AG: Fíjate que es un texto que di a leer a mucha gente y más o menos la mitad no lo leyó. Y gente capaz: Macías, Gerardo del Río… quién más… David Ojeda, que tampoco lo terminó de leer… bueno, tres gentes muy capaces, frente a los que sí lo leyeron que están ahí consignados en el colofón. Pero sí, sí es una novela complicada. Incluso me pasó una cosa muy curiosa, en Culiacán me lo comentó una chava como libro de cuentos, dice “este libro de cuentos de Alejandro García…”, entonces pues me sacó de onda, porque yo no lo planteé así, pero, bueno, es una visión.
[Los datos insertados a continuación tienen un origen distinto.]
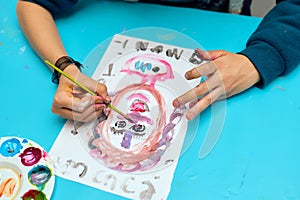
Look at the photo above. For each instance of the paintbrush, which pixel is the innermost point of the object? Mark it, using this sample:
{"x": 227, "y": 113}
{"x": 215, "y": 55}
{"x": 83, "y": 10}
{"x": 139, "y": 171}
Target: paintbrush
{"x": 88, "y": 90}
A-M: Se me ocurre ahorita que alguien como Alain Robe Grillet en algún momento dice que eso le pesa, que siente que es un escritor para la gene y de pronto lo tachan de intelectualizado, y por otro lado está gente como Salvador Elizondo, a quien le dicen: “es que tú no escribes para las masas” y responde: “no, a mí me aterrorizaría escribir para las masas”. Tú al respecxto qué postura tienes.

AG: (La pregunta lo hace reír) Tampoco tiene uno mucha cobertura, ¿no?, para escribir. Cuando uno empieza a escribir piensa que puede hacer muchas cosas con la lectura, incluso piensa que una literatura complicada la van a leer no nada más porque te vas a hacer famoso. Por ejemplo, nosotros pensamos mucho tiempo que habíamos subvertido muchas cosas al interior del país, bueno, tampoco, ¿no? Ni siquiera eso, pues. Entonces es algo que se va haciendo consciente, por ejemplo, esta cuestión de… mira, si tú vas a publicar en Tusquets sabes que tienes algún chance de hacerla, ¿no? Si tú vas a publicar en Guanajuato sabes que no tienes ningún chance, eso tienes que verlo. O sea, ahí lo importante para mí era fijar el año de publicación.

A-M: Bueno, no te va a llegar fama y fortuna por el libro de inmediato (vuelve a reír), pero que se lea en unos años… Alguna vez escuché en tu casa, hace un par de años (no me decías a mí, creo que le decías a María Stoopen) que publicas el libro y el silencio.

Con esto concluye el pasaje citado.